Кто не знал Гаврикова, мог бы подумать, что малый совершенно безбашенный. Звонит начальству, балагурит, никакой субординации, никакого почтения в голосе. А дело все было в приятельских отношениях Гаврикова и Масютина. Причем очень давних и очень надежных. И прикрывали они друг друга, если что не так в семье или по службе. И выручали не раз и деньгами, и просто помощью. Потому и позволял Илья себе подобные вольности в ночное и свободное от высокого руководства время.

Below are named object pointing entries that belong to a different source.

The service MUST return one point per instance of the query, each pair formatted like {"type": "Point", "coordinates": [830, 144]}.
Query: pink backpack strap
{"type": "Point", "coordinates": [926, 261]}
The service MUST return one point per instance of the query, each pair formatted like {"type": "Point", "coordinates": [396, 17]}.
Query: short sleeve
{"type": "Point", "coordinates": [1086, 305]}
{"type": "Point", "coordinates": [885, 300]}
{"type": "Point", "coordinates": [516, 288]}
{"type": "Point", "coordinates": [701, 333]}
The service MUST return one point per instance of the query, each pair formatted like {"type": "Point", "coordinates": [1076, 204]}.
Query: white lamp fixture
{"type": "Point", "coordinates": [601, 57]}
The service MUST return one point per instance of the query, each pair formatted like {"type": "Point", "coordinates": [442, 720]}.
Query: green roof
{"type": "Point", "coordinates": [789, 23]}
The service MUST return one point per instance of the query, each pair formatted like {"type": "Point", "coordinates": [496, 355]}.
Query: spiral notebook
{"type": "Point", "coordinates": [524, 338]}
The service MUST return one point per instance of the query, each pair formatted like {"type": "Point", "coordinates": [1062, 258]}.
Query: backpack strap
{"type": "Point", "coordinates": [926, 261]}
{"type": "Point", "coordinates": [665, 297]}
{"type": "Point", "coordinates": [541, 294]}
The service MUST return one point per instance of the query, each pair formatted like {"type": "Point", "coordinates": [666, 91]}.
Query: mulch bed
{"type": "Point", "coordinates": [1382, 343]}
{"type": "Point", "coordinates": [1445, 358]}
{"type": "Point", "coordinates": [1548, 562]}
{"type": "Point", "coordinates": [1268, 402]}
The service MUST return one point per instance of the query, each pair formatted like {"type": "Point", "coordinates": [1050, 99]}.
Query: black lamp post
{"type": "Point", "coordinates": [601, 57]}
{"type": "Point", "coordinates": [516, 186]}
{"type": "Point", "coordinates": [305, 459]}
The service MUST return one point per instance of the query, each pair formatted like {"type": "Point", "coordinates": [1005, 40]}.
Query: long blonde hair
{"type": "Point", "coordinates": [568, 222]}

— Удобного кокнули?! Да ты че, Илюха!!! Ничего не перепутал?!

Удобный… В быту и по паспорту — Удобнов Степан Васильевич, сорока лет от роду, не судим, но неоднократно задерживаемый по подозрениям во всех имеющихся смертных грехах. Когда-то возглавлял одну из самых влиятельных бандитских группировок в городе. Потом, после очередного привода, приуныл, притих и, как поговаривали, стал сотрудничать с представителями силовых структур. Сотрудничество пошло Удобному на пользу. Его благосостояние, нажитое пускай не совсем праведным путем, резко приумножилось. Дела полезли в гору. Бывшие соратники обрядились в пиджачные пары скромных, не режущих глаз оттенков. Поснимали с себя цепи, пушки, обзавелись семьями и принимали активное участие в благотворительных городских акциях.

Конечно, это была всего лишь видимость. Все, кому надо, это понимали. Но хоть не стрелялись да разборок прилюдно не устраивали, и то ладно. А что шалят ребята втихую, так о том кому надо опять-таки известно. Со стыдливого благословения Удобного, поговаривали, не одно темное дело с теневиками было раскрыто. И то ведь ладно, и то ведь польза. И тут вдруг…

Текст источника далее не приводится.